Allergens such as dust mites, pollen, mould, and pet dander are among the substances that might set off asthma attacks. It is possible that D.R. has been exposed to allergens since he has watery eyes, postnasal discharge, and a stuffy nose. Asthma symptoms may be exacerbated by being exposed to irritants such as cigarette smoke, air pollution, or strong odours. To determine if these elements have a role in D.R.’s health, it is crucial to gather information about his surroundings (Tanday, 2021). Particularly in cases when asthma is poorly managed, physical exertion might bring on symptoms. If D.R. is trying to control his exercise-induced asthma symptoms, he may be using albuterol nebulizer treatment.
Etiology of D.R.’s Asthma
In most cases, both hereditary and environmental variables interact to bring about the onset of asthma. Possible components that contribute to D.R.’s condition include inadequate asthma control, allergen sensitization, environmental exposures, genetic predisposition, and viral respiratory infections. A worsening of symptoms may occur if the patient does not comply to the treatment plan for asthma, which includes taking medicine as prescribed and avoiding triggers. It is possible that D.R.’s lack of control is due to his dependency on regular albuterol nebulizer treatment.

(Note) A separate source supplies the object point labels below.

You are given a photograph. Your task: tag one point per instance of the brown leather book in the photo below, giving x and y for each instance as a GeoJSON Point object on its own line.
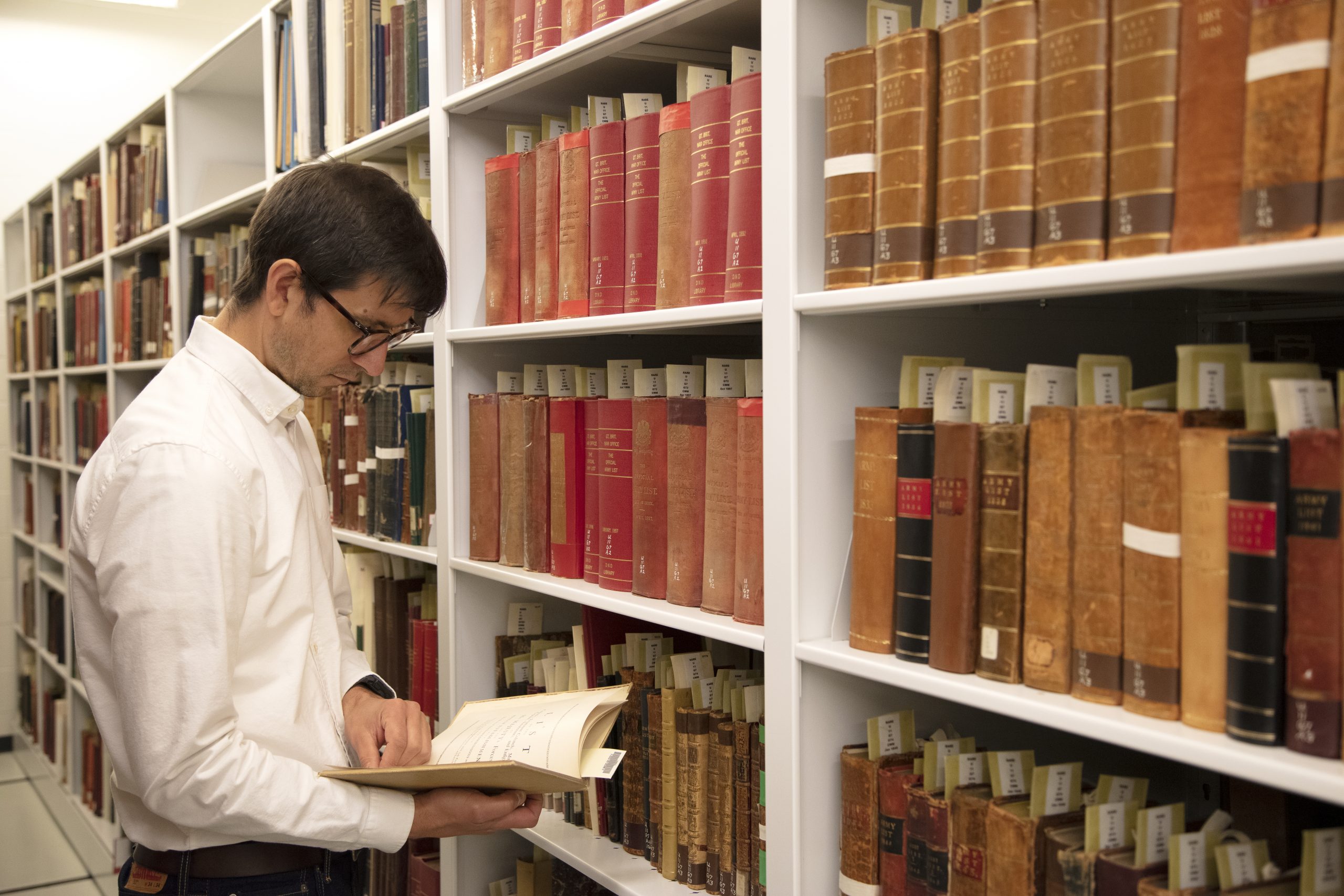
{"type": "Point", "coordinates": [958, 207]}
{"type": "Point", "coordinates": [484, 462]}
{"type": "Point", "coordinates": [1007, 136]}
{"type": "Point", "coordinates": [851, 113]}
{"type": "Point", "coordinates": [953, 618]}
{"type": "Point", "coordinates": [1143, 127]}
{"type": "Point", "coordinates": [1098, 553]}
{"type": "Point", "coordinates": [1003, 503]}
{"type": "Point", "coordinates": [906, 145]}
{"type": "Point", "coordinates": [1072, 132]}
{"type": "Point", "coordinates": [1210, 127]}
{"type": "Point", "coordinates": [1047, 647]}
{"type": "Point", "coordinates": [1285, 120]}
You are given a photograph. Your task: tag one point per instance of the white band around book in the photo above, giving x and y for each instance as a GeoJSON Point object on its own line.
{"type": "Point", "coordinates": [863, 163]}
{"type": "Point", "coordinates": [1160, 544]}
{"type": "Point", "coordinates": [1304, 56]}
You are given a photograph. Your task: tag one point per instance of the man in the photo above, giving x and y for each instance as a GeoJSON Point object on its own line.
{"type": "Point", "coordinates": [212, 608]}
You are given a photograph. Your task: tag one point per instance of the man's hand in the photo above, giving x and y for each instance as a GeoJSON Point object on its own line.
{"type": "Point", "coordinates": [452, 812]}
{"type": "Point", "coordinates": [395, 726]}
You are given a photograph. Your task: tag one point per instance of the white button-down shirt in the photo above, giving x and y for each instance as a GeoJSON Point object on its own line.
{"type": "Point", "coordinates": [212, 616]}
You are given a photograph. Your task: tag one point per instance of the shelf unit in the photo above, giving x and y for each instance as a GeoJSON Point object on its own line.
{"type": "Point", "coordinates": [824, 354]}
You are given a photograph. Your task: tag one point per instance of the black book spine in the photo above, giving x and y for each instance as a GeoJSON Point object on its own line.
{"type": "Point", "coordinates": [1257, 519]}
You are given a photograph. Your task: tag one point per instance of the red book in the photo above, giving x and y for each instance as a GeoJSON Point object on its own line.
{"type": "Point", "coordinates": [649, 417]}
{"type": "Point", "coordinates": [606, 238]}
{"type": "Point", "coordinates": [743, 250]}
{"type": "Point", "coordinates": [502, 284]}
{"type": "Point", "coordinates": [642, 213]}
{"type": "Point", "coordinates": [615, 493]}
{"type": "Point", "coordinates": [710, 111]}
{"type": "Point", "coordinates": [568, 480]}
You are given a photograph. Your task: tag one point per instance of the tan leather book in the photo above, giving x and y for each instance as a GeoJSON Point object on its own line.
{"type": "Point", "coordinates": [1098, 553]}
{"type": "Point", "coordinates": [1143, 127]}
{"type": "Point", "coordinates": [958, 207]}
{"type": "Point", "coordinates": [1210, 123]}
{"type": "Point", "coordinates": [908, 132]}
{"type": "Point", "coordinates": [1047, 648]}
{"type": "Point", "coordinates": [851, 113]}
{"type": "Point", "coordinates": [1007, 136]}
{"type": "Point", "coordinates": [1072, 132]}
{"type": "Point", "coordinates": [1285, 120]}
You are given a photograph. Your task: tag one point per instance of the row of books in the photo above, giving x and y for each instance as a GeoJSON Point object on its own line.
{"type": "Point", "coordinates": [660, 210]}
{"type": "Point", "coordinates": [1058, 132]}
{"type": "Point", "coordinates": [628, 477]}
{"type": "Point", "coordinates": [1030, 529]}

Sensitization and the onset of asthma symptoms may be caused by prolonged exposure to allergens. The presence of postnasal discharge and watery eyes in D.R.’s symptoms indicates that there may be an allergy component. It is crucial to investigate D.R.’s living and working environment to see whether his symptoms are being exacerbated by allergies or irritants at work or at home. Onother possible factor that might increase D.R.’s risk of developing asthma is a history of the disease in his family. This might be set off if D.R. recently had a respiratory illness. Inflammation of the airways and worsening of asthma symptoms are both caused by viruses (Chapman et al., 2020).
Ultimately, the case study indicates that D.R. may have a mild chronic asthma attack, with allergens, a viral respiratory illness, and environmental variables being possible triggers. Complex interactions between hereditary susceptibility, allergen sensitivity, and maybe insufficient asthma management contribute to the etiology. For optimal care and prevention of future exacerbations, it is necessary to conduct a comprehensive evaluation that considers environmental variables and the patient’s history.